Webmasters and SEO Specialists can assist you with your website changes and we highly recommend you ensure that changes to your website do not affect your online visibility.
So What Is A 301 Redirect?
MOZ: "A 301 redirect is a permanent redirect which passes between 90-99% of link equity (ranking power) to the redirected page. 301 refers to the HTTP status code for this type of redirect. In most instances, the 301 redirect is the best method for implementing redirects on a website."

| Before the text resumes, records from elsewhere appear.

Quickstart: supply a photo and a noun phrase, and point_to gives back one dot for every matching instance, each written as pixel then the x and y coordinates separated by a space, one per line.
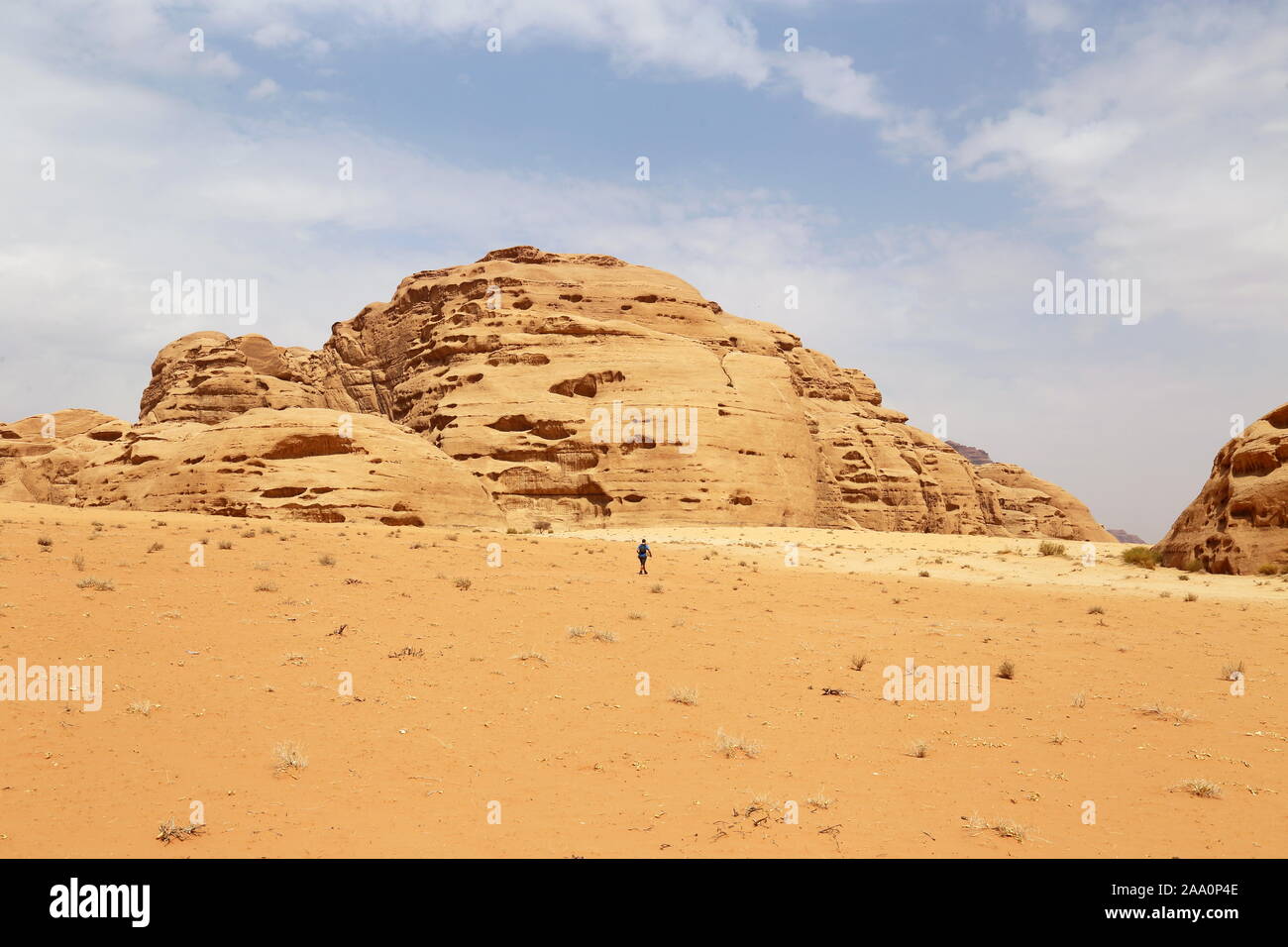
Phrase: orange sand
pixel 580 763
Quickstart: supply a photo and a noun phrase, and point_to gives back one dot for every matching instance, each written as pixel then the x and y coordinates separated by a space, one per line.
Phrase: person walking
pixel 644 553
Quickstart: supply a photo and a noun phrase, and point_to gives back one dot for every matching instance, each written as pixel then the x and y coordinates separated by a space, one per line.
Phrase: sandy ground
pixel 500 711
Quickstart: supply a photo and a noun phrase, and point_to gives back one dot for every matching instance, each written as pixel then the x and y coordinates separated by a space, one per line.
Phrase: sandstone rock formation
pixel 42 458
pixel 524 369
pixel 975 455
pixel 1239 521
pixel 1031 506
pixel 295 464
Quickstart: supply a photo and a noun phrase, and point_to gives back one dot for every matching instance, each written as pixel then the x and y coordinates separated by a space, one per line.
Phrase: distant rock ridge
pixel 503 369
pixel 974 455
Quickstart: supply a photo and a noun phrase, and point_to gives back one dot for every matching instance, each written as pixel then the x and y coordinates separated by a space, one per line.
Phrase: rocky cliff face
pixel 975 455
pixel 581 389
pixel 1031 506
pixel 1239 521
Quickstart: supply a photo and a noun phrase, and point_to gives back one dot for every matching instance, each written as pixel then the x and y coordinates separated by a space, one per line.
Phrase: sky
pixel 913 167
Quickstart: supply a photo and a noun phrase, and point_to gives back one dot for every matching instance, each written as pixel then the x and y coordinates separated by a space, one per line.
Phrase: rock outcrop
pixel 1239 521
pixel 42 458
pixel 287 464
pixel 580 389
pixel 1031 506
pixel 975 455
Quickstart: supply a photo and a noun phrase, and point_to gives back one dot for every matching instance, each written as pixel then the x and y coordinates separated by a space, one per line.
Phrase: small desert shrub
pixel 1203 789
pixel 287 757
pixel 732 746
pixel 171 831
pixel 687 696
pixel 1177 714
pixel 1141 556
pixel 1005 827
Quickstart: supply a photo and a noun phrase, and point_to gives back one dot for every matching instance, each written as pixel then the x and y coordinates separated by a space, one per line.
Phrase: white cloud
pixel 263 89
pixel 1131 153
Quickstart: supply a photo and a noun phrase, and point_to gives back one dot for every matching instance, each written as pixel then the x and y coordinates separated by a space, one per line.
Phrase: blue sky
pixel 768 169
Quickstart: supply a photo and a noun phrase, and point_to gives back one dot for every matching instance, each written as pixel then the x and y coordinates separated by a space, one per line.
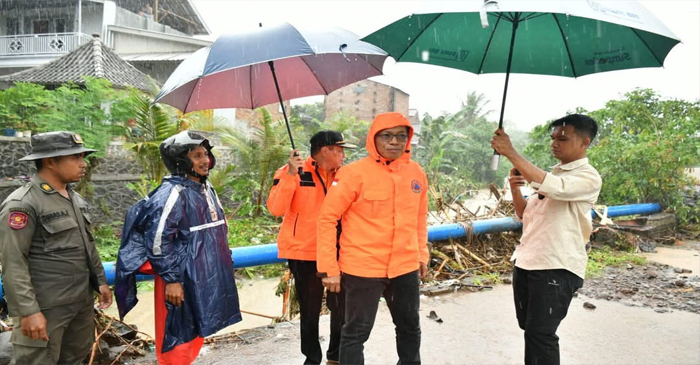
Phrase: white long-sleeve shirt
pixel 557 227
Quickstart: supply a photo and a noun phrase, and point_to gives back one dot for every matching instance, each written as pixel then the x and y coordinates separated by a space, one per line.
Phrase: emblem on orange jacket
pixel 17 220
pixel 415 186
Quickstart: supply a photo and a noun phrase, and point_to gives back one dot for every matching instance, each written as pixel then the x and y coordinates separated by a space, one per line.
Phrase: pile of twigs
pixel 112 332
pixel 473 255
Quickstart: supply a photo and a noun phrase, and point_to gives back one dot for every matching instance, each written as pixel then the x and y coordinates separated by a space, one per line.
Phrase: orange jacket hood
pixel 383 207
pixel 386 121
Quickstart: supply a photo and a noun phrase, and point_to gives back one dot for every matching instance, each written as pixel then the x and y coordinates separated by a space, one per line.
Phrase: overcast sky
pixel 532 99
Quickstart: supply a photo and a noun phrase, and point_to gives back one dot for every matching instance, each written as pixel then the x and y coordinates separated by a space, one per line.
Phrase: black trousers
pixel 361 303
pixel 542 299
pixel 310 292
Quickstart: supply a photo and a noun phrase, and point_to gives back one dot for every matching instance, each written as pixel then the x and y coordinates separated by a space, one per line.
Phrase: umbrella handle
pixel 494 160
pixel 301 171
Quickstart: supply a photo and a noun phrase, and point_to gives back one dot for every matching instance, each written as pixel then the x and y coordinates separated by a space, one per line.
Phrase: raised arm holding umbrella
pixel 562 38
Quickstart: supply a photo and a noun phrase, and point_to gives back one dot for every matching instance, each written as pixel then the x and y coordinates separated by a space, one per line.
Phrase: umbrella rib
pixel 418 35
pixel 566 44
pixel 315 76
pixel 488 45
pixel 190 97
pixel 250 82
pixel 646 45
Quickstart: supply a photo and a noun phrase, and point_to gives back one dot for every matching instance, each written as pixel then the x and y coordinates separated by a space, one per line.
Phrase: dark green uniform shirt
pixel 48 255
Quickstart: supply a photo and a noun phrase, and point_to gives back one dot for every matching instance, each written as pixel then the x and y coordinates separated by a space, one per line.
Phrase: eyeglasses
pixel 387 137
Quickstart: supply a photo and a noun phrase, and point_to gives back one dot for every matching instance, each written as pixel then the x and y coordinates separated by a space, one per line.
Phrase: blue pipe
pixel 632 209
pixel 267 254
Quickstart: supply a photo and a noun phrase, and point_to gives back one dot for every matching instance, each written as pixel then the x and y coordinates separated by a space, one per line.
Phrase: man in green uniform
pixel 49 259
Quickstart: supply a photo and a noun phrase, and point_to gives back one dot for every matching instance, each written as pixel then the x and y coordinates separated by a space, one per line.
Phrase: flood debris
pixel 589 305
pixel 434 317
pixel 116 341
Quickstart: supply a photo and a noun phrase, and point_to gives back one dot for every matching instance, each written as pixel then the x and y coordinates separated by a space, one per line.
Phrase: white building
pixel 152 35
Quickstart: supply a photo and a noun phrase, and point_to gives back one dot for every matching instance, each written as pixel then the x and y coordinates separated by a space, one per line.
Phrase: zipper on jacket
pixel 294 234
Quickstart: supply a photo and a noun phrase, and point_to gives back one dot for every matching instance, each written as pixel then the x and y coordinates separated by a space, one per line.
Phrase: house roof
pixel 93 59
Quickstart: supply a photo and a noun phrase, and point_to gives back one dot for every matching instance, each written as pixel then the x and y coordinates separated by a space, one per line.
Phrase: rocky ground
pixel 658 286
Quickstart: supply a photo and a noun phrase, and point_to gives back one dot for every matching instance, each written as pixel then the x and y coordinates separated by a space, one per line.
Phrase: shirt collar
pixel 573 164
pixel 44 186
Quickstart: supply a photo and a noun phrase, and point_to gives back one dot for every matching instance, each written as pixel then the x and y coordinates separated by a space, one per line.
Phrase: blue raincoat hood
pixel 185 241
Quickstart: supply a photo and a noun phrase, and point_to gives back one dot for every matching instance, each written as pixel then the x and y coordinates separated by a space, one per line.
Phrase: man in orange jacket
pixel 298 198
pixel 383 202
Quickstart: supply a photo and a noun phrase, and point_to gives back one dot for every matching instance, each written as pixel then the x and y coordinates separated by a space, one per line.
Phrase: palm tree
pixel 148 128
pixel 261 153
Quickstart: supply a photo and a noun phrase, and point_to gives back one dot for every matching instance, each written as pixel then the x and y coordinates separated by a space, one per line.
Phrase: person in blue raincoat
pixel 179 233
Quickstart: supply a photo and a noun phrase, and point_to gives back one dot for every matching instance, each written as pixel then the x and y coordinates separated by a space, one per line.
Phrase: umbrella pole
pixel 496 156
pixel 279 95
pixel 284 111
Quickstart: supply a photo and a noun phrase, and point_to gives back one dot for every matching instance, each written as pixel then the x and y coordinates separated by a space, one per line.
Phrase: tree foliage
pixel 644 144
pixel 454 149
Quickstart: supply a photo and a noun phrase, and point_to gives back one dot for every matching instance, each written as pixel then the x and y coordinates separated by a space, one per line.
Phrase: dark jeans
pixel 542 299
pixel 361 303
pixel 310 293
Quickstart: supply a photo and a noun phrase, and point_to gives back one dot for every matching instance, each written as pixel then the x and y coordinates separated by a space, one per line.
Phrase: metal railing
pixel 41 44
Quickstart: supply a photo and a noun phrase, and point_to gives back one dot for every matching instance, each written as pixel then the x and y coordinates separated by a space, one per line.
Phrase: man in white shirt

A 301 redirect means that the page has permanently moved to a new location.
What is a 302 Redirect?
A 302 redirect means that the move of the page URL or domain is only temporary. There aren’t too many situations where a 302 is appropriate. How often have you temporarily moved a page? It’s much more common to move pages permanently using the correct 301 redirect.
Which one should I use?
To a user they seem to work the same way, but they aren’t the same as far as search engines are concerned. Search engines sense the different types of redirects, and handle them differently. Search engines need to figure out whether to keep the old page, or replace it with the one found at the new location. If the wrong type of redirect has been set up, search engines may become confused, resulting in a loss of traffic.
Why does this matter?
If you are moving a web page or an entire web site to a new location, for instance if you change your domain name, you want visitors to be able to find your site. A redirect causes the user’s browser to automatically forward from the old location to the new one.
Most people think that Google and the other search engines will just follow the redirects, but that’s where things get complicated. When a site moves, it can trigger the Google ageing delay. This means that Google may prevent new pages from ranking for up to 8 to 9 months. This may cause the site to drop out of the search rankings.